Приглашаем посетить

19.1 Basic data security

19.1.1 Cryptography: encryption and decryption

Even in the ancient world, people were fully aware of the importance of data security. Important messages were usually disguised or hidden from anyone for whom they were not intended. For example, messages were often encrypted with substitution methods or written in special ink visible only under heat. These are the ancestors of the encryption, or more precisely cryptographic, technologies today.

In general, any technique that can transform a readable document (or plain text) into unreadable gibberish is called encryption. The data after the encryption are known as ciphertext (or cipher). Under this definition, almost any text transformation methods including compression are considered as encryption. For example, the following message can be encrypted by transformation into other fonts:

graphics/19equ01.gif

or into other representations such as hexadecimal:

534543524554 4D455353414745 hex representation

If you were an emperor in ancient Rome, say, you might also perform a character shift by two (or sometimes three) on top of the first substitution above. That is, changing "A" to "C" and "B" to "D." In this case, even the readable message "SECRET MESSAGE" turns out to be "UGETGV OGUUCIG."

By today's standards these encryption measures are simple to attack because they all have a pattern to follow. However, if you add these simple additional measures (or personal touches) on top of the advanced encryption and cryptography covered in this chapter, you may create major headaches even for some cryptography experts.

As a symmetric process to encryption, decryption is a process to convert the ciphertext back to plain text. Cryptography is the technology of using mathematical formulas or algorithms to encrypt and decrypt data. In cryptographic terms, the tools for encryption and decryption are often considered as keys. For example, if you use a changing font for encryption/decryption, the key would be the name of the font. If you rotate (or shift) the alphabet for encryption/decryption, the rotation number is the key.

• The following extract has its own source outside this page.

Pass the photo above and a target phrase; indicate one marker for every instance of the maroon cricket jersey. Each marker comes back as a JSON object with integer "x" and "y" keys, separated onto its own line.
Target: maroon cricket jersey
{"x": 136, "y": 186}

19.1.2 Digital keys and passwords

In our digital world of cryptography, a key is usually a value that works with an algorithm to encrypt and decrypt data. Usually, keys are big numbers measured in bits; bigger keys (in bits) will result in stronger security. Data security is measured in the time and resources it would require to recover the plain text when under attack. It is believed that even ordinary public-key encryption (discussed later) is difficult to crack. If you were to have a billion computers doing a billion instructions each a second, you wouldn't be able to recover the plain text before the end of the universe. Of course, this is measured in terms of raw computing power. Even with human intelligence and tools, to attack a ciphertext is not easy. This is the main reason why everything from simple email transmissions to missile launch sequences (or passwords) is guarded with digital keys.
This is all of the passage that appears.